In a statement by the Council of Governors on Saturday, said counties have not received monies for the months of May and June as provided by the Constitution.

“Shockingly, the National Treasury released to some County Revenue Funds money meant for May as late as Thursday, 25 June 2015. Article 207 (3) of the Constitution of Kenya, 2010 provides that County Governments cannot withdraw money from the County Revenue Funds unless the Controller of Budgets has approved that withdrawal,” Council of Governors Chairman Peter Munya complained.

The Treasury was supposed to have released the said monies for those months including April on and not later than April 15, 2015.

They say the result of what they term as irregular disbursement, has been poor cash flow planning at the county governments and therefore hampering absorption of the said funds.

“The National Treasury shall at the beginning of every quarter and in any event not later than the fifteenth day from the commencement of the quarter, disburse monies to county governments,” Munya said.

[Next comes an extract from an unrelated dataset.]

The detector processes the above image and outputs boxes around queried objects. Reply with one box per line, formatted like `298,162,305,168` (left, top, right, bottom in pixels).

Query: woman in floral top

To date the County Governments have only received money up to April 2015.

The governors say the process of requesting the Controller’s approval takes a minimum of three working days before the approval is taken to the Central Bank of Kenya where it takes another one working day before such money is available for County Governments’ expenditure.

Governors accuse Treasury has continuing to ignore the provisions of the Public Finance Management Act, 2012 by releasing money “irregularly to the County Governments.”

County Governments are expected to close the year on 30 June 2015 and prepare a refund statement pursuant to Section 136 of the Public Finance Management Act.

On that date they will have to report that they have huge balances in their bank accounts held at the Central Bank of Kenya and the National Treasury will in turn publish in the dailies those balances.

“The purpose of this notice is to bring to speed the understanding of the public that the National Treasury is deliberately breaching the provisions of the Public Finance Management Act, 2012,”he said.